Change the way you think about Bowel Screening

For Bowel Cancer Screening kits, click here

Bowel cancer is the second-biggest cancer killer in Australia. However, early detection through screening can vastly improve survival rates. If caught in time, 90% of bowel cancer cases can be treated successfully.

Most bowel cancers start as polyps (tiny growths that can develop in the large bowel) and may become cancerous over time. Fortunately, polyps can be detected easily through a bowel screening and if caught early, is usually successfully treated (source: Bowel Cancer Australia).


When should you get checked?

It is recommended to screen for bowel cancer every one to two years for both men and women±‡:

  • Over the age of 50
  • With no bowel cancer symptoms
  • No personal/family history of bowel cancer or polyps.
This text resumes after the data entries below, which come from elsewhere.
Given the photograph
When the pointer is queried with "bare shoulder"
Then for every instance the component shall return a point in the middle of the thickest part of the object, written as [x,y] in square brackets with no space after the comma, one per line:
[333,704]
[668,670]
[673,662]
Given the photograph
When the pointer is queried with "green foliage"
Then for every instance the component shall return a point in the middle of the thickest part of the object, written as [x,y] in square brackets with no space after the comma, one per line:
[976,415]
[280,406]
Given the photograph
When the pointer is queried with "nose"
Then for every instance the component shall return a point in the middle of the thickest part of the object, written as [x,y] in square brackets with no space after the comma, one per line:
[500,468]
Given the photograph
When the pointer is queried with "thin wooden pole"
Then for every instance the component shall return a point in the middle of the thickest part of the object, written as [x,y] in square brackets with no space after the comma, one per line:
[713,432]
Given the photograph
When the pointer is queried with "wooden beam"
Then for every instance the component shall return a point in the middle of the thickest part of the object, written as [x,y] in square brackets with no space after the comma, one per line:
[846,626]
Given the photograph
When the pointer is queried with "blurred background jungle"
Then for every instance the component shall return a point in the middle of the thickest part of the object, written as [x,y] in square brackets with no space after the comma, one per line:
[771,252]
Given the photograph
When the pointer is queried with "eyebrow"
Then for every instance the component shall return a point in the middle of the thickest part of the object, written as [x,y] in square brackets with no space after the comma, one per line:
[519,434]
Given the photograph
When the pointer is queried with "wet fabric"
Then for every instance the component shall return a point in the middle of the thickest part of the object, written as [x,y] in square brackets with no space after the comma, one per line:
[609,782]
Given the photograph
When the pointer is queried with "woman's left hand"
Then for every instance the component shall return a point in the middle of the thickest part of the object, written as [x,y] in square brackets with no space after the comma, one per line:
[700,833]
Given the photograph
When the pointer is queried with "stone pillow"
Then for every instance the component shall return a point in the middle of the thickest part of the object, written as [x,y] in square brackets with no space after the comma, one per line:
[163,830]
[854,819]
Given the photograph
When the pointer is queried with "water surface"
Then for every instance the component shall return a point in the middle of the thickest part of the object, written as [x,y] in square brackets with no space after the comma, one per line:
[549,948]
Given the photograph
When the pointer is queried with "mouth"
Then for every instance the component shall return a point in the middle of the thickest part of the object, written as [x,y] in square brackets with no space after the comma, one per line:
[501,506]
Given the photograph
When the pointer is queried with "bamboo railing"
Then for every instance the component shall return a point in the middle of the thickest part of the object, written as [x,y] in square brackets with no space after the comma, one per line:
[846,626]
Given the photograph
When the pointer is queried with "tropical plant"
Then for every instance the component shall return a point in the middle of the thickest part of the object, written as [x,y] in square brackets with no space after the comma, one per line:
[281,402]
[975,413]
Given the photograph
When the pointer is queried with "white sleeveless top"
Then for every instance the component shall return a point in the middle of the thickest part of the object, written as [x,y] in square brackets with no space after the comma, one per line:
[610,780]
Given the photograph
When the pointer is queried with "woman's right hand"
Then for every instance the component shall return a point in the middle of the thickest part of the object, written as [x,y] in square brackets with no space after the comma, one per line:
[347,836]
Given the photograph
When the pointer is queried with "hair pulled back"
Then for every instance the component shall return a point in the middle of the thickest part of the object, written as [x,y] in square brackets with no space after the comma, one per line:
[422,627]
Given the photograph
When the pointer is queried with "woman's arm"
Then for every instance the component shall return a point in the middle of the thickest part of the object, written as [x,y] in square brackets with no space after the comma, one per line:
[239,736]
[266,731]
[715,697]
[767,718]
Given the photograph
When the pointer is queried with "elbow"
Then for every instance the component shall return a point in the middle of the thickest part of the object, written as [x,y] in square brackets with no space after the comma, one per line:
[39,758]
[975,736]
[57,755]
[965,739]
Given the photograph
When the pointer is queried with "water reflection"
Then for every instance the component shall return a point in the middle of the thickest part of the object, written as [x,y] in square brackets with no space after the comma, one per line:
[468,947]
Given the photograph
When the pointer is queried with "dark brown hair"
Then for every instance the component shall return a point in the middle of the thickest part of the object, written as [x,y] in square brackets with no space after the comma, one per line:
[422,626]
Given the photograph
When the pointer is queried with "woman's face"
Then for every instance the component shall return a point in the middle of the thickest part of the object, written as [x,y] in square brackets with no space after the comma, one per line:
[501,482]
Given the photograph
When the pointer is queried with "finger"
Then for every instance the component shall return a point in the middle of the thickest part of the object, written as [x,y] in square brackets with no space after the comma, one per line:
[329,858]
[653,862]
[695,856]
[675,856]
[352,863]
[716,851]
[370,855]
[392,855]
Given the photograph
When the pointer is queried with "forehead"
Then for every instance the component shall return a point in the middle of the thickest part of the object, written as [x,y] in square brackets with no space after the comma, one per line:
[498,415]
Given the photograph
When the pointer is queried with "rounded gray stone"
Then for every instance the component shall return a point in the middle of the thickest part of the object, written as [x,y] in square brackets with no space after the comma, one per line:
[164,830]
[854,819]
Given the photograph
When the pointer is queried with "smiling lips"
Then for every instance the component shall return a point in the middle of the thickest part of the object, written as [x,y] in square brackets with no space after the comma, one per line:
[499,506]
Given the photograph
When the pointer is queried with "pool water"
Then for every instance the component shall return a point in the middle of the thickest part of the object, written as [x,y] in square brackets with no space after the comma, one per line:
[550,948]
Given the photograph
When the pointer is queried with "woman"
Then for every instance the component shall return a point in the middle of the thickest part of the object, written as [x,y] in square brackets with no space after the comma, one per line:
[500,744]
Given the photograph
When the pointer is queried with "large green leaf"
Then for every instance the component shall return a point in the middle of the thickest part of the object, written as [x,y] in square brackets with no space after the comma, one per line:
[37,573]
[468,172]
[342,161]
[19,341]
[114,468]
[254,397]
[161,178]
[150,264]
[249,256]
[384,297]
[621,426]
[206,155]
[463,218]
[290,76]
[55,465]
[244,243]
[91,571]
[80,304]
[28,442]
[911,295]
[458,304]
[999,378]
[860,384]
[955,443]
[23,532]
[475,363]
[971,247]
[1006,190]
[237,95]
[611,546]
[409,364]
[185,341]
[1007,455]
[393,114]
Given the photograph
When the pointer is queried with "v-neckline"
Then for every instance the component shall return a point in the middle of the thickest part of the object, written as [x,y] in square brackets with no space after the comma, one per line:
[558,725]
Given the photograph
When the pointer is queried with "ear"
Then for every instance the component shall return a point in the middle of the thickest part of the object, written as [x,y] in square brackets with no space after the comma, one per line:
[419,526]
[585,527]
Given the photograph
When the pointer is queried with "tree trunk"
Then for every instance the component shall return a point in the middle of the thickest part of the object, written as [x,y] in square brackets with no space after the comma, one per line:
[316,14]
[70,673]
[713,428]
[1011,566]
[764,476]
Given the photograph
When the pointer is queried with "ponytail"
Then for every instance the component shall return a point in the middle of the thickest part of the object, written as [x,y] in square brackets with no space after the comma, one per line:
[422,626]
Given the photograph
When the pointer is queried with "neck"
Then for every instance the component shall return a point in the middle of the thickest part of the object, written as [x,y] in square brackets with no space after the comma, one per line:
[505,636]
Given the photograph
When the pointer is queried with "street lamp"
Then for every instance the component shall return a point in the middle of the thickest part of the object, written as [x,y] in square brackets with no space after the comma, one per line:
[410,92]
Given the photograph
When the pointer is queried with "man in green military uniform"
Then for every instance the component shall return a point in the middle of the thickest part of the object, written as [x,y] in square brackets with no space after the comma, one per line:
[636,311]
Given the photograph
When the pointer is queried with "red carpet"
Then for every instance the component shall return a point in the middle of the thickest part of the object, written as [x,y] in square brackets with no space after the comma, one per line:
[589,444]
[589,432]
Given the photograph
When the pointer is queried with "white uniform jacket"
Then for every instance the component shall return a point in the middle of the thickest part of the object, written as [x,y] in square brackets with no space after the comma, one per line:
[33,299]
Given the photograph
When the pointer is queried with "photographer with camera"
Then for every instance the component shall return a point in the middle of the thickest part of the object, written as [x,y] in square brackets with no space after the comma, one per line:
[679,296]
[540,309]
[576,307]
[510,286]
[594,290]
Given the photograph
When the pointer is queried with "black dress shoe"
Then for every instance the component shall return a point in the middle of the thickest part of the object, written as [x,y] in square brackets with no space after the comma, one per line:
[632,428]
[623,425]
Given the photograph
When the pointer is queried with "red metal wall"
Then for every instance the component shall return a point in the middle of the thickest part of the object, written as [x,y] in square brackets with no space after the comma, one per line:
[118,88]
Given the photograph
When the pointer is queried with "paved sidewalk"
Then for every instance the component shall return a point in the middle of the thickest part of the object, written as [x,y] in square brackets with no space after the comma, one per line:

People experiencing symptoms or who have a personal/family history of bowel cancer or polyps are advised to discuss appropriate screening options with their GP.


Signs and symptoms of bowel cancer

Bowel cancer can develop with few, if any, early warning signs. If symptoms of the disease are present, these may include:

  • Blood in or on the stool (faeces) – please note that polyps and cancers may bleed intermittently
  • A recent and persistent change in bowel habit
  • General stomach discomfort
  • Frequent gas or pains
  • Unexplained weight loss.

If you have any of these symptoms, please discuss them with your GP.



Bowel Cancer Screening Kits

You can purchase bowel cancer screening kits from many TerryWhite Chemmart pharmacies for $39.95. Once purchased, simply follow these three easy steps:

  1. Complete the test in the comfort of your own home
  2. Follow the return instructions and send your kit back for testing in the prepaid envelope provided
  3. Your results will be posted to you and, if necessary, you will be instructed to talk with your GP

Contact your local TerryWhite Chemmart to enquire about a bowel cancer screening kit.


‡In accordance with medical guidelines. People experiencing symptoms or who have a family history of bowel cancer are advised to immediately discuss appropriate options with their GP.